Sitting at the table, eating my third heaping plateful of pasta, I watched as my housemates shuffled in and out of the lounge where we are all gathered around watching Hollyoaks. The dinner conversation turned from who was going to do the washing up to when our final exams had been scheduled…no one mentioned my food…or my eating habits.  I don’t know if that was out of politeness?  Or embarrassment?

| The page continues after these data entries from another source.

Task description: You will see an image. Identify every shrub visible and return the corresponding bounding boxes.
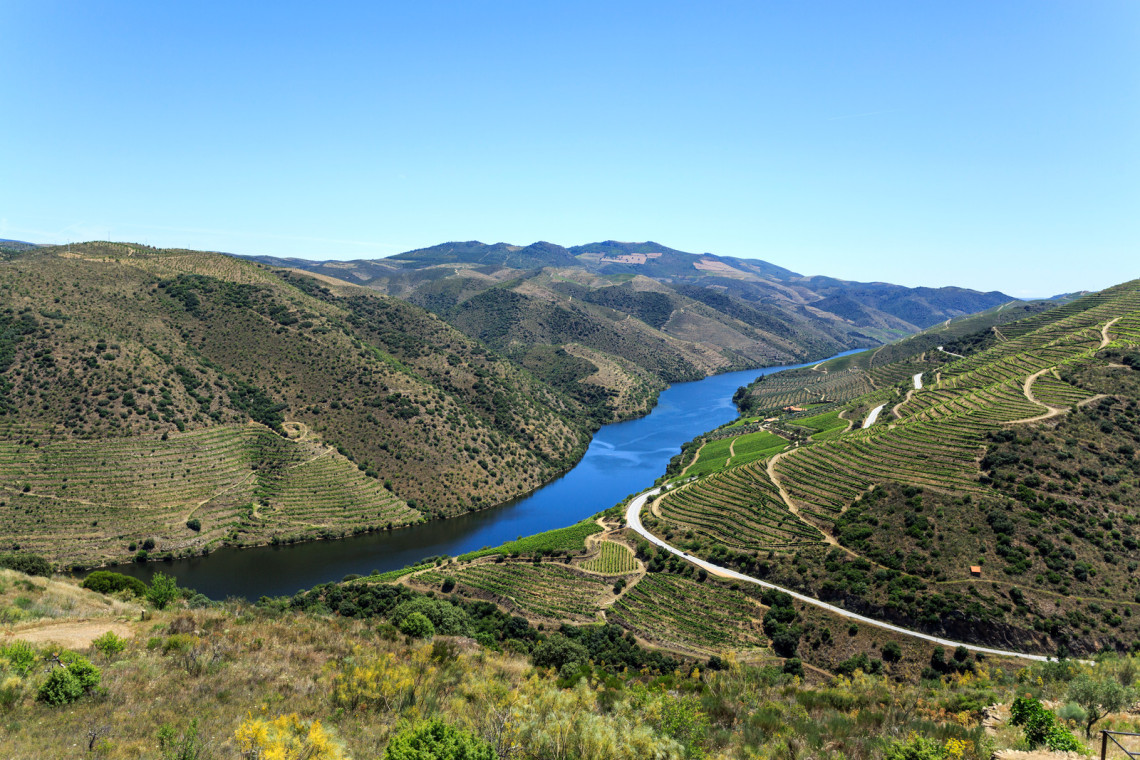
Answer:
[157,718,203,760]
[0,639,39,676]
[146,573,179,610]
[0,551,51,578]
[80,570,146,598]
[38,652,103,705]
[38,668,83,705]
[400,612,435,638]
[384,719,496,760]
[531,634,589,670]
[882,734,946,760]
[234,713,347,760]
[1009,696,1084,752]
[782,657,804,678]
[91,631,127,657]
[387,596,471,636]
[1068,673,1133,738]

Or whether they simply didn’t notice or worst of all…didn’t care.  Part of me felt resentful that no one asked what was wrong and the other part felt grateful that my eating disorder and me were being left alone.

After dinner I hauled myself upstairs to the bedroom in the house that I shared with 4 other housemates at university.  My typical routine after dinner was to go upstairs to ‘have my dessert’…this usually consisted of whatever I had in the box that I kept underneath my bed.  Chocolates, cakes, crisps, crackers, sweets.  I would then eat until I felt sick and bloated.  I would then take approx 6-10 rennies and ½ a bottle of Pepto Bismol.  I had been doing this for the last 18 months and my body was really beginning to suffer.  Not only had I gone from 14 stone to 22 stone (I’m 5’11”) but also my digestive system simply didn’t seem to be working properly.  I had been to see the GP who had diagnosed me with irritable bowel syndrome but it didn’t seem to occur to him either that I might have an issue with food.

I was often perplexed by my apparent lack of will power…I had been very driven and determined in other areas of my life.  I was captain of the rugby team and I scored high marks throughout my education.  I did however recognise a tendency toward perfectionism…I always wanted to be the best, to get the best marks, to finish first and to win everyone over.  Why was I all over the place when it came to food?

Now when I look back I can see that a fair bit of my behaviour was not healthy at all and I think much of this started when I was still living at home with my family.  My mother had been born into a poor, working class family and had often gone without as a child…that included food.  As an adult she had ‘worked her way up’ and was financially secure but she was still preoccupied with us having enough, especially enough food.  My father worked in his own business; he worked hard and played hard.  He liked a drink and was a tough man.  There wasn’t a lot of room for tears in our house.  I had two older brothers and a baby sister.  My older brothers were frequently getting into trouble and being yelled at for one thing or another and my baby sister was just that…the baby and we all adored her.  I figured that the best thing to do would be to get on with things and keep my head down. That resulted with me always trying to please everyone and that included eating everything that was given to me…no matter how hungry I was.  I found myself forcing myself to be sick because I was so full of the food I had stuffed myself with.  I was about 12 years old when this started.

Food became more than just food, it became an escape…when I was eating I had learnt to disengage from my body so that I could ignore the “YOU”RE FULL!” alarms that would be going off inside my head.  I began to fantasize about food and became preoccupied with what I was going to eat and when.  When I was 15 years old I noticed that my weight was steadily going up.  I was exercising regularly and was on the rugby, cricket and football teams from my early teens so that had kept the weight down to a degree and was also vomiting 4-5 xs per week.  I decided to start dieting and that’s when things really declined.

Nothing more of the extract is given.